Tomorrow, it is time to turn up at Hong Lim Park.  I am going down to show support.  I don't think that the task at hand is merely about reversing the licensing regime.  The current regulations as framed and as explained (defensively) appear unlikely to prevent online discourse and debate.  There are two broad tasks that we as a nation need to focus upon:

1.  Firstly, we have to recognise that the Broadcasting Act enacted by Parliament grants to the MDA too broad a power to institute a licensing regime with any restrictive conditions of licensing whatsoever and all of this can be done without any need for Parliamentary debate.  Just as MDA has introduced the current licensing regime, the MDA can replace it and introduce another licensing regime with entirely different conditions.  The Broadcasting Act has given too much discretionary power to the MDA and discretionary power with improper or no legal contraints is always a dangerous tool in the hands of those that might be bent on abusing that power.  To prevent such future abuse the Broadcasting Act must be amended to take away the general power of the MDA to set licensing conditions in a discretionary fashion. 

2.  Secondly, the traditional print media in Singapore has to be freed up.  The Newspapers and Printing Presses Act has to be either amended or repealed.  The key control mechanisms in this Act that prevent our mainstream media from acting in an independant fashion must be removed.  I have previously blogged about the legal structures that limit the press:
Minister Yacoob Ibrahim spoke about creating a parity of mainstream media and the online media.  Rather than taking the regressive step of introducing controls upon the online media to bring it on par with our MSM, we should take the progressive step of removing the controls on our traditional media.

Anyone interested in understanding the mechanics of legal control in relation to the press should read this book by Francis Seow entitled "Media Enthralled" 

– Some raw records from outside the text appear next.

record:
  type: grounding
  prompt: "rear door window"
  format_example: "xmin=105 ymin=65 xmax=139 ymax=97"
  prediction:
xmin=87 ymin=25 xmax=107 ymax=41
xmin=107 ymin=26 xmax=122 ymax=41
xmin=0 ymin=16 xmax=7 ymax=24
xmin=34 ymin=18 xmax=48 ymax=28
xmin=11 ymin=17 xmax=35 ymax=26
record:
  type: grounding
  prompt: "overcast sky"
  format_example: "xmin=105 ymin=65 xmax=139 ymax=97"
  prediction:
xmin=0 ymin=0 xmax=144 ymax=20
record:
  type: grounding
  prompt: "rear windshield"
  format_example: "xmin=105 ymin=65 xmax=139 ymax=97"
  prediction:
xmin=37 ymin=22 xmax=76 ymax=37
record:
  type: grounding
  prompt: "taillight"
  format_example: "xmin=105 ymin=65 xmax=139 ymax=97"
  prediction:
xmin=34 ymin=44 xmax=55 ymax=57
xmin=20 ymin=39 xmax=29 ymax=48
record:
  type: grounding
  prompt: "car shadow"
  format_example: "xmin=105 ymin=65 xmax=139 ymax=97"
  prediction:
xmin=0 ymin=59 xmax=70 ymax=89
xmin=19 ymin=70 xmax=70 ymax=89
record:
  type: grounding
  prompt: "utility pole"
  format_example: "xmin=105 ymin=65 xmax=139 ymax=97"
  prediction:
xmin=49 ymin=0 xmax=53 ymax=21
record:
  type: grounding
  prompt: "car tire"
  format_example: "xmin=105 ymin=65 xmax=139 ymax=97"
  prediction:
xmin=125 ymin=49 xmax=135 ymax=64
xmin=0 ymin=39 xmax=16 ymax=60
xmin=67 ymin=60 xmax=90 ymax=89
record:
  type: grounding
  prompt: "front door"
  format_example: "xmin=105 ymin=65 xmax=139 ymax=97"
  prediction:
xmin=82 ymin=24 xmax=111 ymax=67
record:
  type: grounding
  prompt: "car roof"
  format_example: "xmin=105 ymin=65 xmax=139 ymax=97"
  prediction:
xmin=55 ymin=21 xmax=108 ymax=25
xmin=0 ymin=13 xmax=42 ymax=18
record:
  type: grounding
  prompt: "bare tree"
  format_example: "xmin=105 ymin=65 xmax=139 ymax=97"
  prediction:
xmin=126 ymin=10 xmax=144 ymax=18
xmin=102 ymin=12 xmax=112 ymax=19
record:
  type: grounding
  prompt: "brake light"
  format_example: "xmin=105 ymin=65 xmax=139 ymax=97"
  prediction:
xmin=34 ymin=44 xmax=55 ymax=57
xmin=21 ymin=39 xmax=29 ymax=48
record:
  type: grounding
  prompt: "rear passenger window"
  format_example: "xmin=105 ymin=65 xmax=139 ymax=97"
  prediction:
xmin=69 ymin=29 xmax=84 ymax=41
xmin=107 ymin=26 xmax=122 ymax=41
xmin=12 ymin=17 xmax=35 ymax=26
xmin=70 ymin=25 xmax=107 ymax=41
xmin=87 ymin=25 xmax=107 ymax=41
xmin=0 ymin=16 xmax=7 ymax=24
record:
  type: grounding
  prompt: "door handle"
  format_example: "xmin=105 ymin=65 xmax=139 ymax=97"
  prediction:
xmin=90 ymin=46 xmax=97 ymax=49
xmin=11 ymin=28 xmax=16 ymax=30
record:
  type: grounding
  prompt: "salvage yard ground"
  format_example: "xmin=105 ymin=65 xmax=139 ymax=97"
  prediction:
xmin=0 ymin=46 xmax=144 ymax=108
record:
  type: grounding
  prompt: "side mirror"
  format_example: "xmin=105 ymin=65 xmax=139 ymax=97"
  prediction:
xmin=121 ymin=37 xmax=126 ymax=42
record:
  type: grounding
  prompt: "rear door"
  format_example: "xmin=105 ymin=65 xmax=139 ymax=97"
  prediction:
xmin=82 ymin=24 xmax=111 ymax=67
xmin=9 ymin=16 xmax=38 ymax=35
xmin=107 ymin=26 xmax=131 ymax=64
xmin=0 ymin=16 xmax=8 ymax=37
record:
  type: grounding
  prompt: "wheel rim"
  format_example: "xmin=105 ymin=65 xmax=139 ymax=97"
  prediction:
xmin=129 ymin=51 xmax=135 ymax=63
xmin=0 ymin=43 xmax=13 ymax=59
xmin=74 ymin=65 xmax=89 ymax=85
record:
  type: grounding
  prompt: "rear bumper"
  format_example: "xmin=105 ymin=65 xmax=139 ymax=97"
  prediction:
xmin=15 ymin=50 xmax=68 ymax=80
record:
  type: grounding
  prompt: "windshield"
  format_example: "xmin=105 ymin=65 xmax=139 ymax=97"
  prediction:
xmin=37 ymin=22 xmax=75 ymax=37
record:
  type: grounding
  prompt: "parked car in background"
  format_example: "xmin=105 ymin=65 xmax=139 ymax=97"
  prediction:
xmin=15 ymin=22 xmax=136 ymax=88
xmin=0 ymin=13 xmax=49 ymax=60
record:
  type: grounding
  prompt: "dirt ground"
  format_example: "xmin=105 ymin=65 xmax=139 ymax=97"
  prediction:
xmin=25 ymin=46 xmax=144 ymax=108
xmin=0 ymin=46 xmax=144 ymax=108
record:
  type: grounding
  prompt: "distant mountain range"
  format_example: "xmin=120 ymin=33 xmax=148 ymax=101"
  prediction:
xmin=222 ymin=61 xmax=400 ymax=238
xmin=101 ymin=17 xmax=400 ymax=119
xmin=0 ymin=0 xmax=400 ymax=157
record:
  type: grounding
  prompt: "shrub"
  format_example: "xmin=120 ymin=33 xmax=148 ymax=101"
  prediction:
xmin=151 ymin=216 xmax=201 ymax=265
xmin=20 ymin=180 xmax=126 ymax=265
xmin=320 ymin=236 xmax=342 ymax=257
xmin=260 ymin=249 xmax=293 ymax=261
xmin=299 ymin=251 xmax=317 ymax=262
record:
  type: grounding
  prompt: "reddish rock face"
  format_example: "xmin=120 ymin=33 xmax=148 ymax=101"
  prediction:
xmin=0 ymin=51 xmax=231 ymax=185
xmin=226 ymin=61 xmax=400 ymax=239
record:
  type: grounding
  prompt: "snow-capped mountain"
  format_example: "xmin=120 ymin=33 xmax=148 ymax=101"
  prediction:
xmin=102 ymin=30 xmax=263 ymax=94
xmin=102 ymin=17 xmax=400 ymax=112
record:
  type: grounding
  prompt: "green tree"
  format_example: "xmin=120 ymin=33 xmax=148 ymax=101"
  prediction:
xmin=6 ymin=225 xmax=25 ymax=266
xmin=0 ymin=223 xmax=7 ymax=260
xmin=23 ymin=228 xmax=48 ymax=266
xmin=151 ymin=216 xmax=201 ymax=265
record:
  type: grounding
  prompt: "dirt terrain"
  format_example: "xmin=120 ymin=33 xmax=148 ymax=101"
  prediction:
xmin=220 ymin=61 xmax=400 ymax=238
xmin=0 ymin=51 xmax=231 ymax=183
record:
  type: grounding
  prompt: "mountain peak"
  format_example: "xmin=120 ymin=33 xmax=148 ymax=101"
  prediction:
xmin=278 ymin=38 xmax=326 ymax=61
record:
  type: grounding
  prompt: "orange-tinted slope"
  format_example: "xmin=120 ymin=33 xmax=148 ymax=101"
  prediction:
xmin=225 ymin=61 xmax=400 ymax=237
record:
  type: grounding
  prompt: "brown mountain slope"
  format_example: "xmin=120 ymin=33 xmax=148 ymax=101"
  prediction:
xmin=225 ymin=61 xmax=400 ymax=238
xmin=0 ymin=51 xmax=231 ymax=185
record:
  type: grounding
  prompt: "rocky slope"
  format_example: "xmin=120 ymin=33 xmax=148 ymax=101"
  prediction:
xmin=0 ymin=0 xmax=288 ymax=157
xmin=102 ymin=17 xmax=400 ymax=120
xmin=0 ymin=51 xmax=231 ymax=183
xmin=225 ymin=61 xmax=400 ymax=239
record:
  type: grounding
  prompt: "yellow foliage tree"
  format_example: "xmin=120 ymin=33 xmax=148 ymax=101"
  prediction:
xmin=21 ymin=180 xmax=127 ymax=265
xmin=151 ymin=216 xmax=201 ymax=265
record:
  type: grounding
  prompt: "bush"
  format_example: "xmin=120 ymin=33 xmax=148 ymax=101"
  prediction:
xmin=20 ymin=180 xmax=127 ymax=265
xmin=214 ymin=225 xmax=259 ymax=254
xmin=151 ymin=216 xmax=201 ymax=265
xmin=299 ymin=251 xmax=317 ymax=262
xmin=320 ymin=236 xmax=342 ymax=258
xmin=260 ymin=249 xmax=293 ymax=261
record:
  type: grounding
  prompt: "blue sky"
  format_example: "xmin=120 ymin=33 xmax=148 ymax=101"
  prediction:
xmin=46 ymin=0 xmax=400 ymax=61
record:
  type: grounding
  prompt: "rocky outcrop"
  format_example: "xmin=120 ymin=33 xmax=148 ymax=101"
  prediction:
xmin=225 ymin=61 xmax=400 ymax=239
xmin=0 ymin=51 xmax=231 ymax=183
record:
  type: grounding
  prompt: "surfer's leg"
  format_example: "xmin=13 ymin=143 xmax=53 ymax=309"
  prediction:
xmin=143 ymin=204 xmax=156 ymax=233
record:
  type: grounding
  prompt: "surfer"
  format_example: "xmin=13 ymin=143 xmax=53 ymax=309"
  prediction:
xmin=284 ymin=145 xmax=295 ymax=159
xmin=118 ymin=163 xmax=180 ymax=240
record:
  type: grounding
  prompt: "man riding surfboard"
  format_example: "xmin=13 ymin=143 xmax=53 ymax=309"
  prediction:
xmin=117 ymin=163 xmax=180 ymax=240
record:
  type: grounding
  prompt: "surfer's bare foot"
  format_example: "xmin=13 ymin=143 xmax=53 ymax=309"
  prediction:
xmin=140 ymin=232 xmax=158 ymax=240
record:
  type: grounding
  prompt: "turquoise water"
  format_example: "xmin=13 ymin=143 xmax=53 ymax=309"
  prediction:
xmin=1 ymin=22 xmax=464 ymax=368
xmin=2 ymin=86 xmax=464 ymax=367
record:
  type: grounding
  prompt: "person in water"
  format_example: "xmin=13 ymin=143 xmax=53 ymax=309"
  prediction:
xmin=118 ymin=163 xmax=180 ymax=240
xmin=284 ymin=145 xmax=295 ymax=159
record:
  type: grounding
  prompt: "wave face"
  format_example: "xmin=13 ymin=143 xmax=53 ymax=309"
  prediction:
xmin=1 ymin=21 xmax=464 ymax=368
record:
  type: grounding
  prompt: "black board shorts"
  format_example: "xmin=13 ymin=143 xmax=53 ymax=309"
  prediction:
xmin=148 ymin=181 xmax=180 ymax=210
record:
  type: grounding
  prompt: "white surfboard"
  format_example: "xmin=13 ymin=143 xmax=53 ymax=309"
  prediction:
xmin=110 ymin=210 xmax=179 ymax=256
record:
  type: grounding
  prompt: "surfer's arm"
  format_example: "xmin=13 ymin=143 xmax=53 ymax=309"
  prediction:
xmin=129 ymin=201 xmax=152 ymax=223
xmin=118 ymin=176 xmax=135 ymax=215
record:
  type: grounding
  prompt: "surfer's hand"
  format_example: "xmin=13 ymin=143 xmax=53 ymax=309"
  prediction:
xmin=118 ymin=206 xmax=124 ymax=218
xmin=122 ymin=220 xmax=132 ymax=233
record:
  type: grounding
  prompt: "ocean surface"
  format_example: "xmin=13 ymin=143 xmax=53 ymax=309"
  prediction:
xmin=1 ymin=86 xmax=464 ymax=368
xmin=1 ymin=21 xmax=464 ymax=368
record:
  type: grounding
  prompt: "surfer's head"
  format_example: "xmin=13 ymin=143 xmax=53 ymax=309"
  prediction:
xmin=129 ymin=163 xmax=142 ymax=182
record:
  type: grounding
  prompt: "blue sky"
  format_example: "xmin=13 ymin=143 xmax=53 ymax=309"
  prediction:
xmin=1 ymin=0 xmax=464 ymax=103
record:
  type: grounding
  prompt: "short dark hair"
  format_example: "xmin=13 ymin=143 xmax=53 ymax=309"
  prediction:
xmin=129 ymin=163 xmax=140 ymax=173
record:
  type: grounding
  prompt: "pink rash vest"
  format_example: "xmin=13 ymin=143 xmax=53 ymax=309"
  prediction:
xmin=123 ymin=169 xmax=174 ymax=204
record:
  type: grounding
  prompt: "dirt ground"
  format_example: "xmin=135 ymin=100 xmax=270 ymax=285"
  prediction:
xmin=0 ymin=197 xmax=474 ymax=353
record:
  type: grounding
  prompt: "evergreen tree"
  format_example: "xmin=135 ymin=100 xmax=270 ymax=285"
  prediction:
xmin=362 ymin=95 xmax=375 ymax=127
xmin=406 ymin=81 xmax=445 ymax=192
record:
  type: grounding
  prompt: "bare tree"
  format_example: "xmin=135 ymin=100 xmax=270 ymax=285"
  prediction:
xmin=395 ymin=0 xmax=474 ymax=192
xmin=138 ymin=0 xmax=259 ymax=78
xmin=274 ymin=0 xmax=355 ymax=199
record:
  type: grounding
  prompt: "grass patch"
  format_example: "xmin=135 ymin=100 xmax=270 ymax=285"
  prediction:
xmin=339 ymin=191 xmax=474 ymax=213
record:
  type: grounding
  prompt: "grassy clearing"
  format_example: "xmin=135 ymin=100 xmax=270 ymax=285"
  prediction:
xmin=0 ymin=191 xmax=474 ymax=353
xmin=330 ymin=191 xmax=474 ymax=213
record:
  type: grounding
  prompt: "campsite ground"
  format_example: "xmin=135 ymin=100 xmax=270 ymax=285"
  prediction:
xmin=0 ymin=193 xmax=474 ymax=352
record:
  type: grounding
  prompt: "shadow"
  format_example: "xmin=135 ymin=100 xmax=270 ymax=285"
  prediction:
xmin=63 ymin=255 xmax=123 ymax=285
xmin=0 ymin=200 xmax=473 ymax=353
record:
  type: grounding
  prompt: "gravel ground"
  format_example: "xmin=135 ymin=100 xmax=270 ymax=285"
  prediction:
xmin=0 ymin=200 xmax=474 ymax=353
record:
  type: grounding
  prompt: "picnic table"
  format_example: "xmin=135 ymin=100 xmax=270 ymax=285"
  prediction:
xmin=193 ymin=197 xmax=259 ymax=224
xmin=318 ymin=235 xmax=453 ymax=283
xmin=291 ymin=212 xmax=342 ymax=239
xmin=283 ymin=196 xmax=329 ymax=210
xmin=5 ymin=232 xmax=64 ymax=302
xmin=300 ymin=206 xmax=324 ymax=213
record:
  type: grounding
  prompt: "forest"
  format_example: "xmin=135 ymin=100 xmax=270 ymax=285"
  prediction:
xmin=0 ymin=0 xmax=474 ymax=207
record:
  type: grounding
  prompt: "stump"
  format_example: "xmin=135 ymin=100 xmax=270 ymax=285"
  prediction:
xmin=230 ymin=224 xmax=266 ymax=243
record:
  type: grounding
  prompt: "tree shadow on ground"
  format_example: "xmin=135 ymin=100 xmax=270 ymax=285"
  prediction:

In my reading of the current political situation I would not approach it with a sense of doom and gloom.  I believe that the political awakening of our citizens that has been going on over the last few years will be met and matched by a gradual political rehabilitation of our politicians.  As a country we have every reason to be optimistic since citizens are beginning to show a willingness to stand up for issues that affect the broader community instead of pursuing their own selfish goals.  The juggernaut of the popular desire for greater freedom has started moving.  Nothing can stop it now.  Singapore in 2013 is very different from the Singapore of the 1960s or the 1980s.

We take our pledge seriously and believe in it entirely.  We will strive towards a "democratic society based on justice and equality."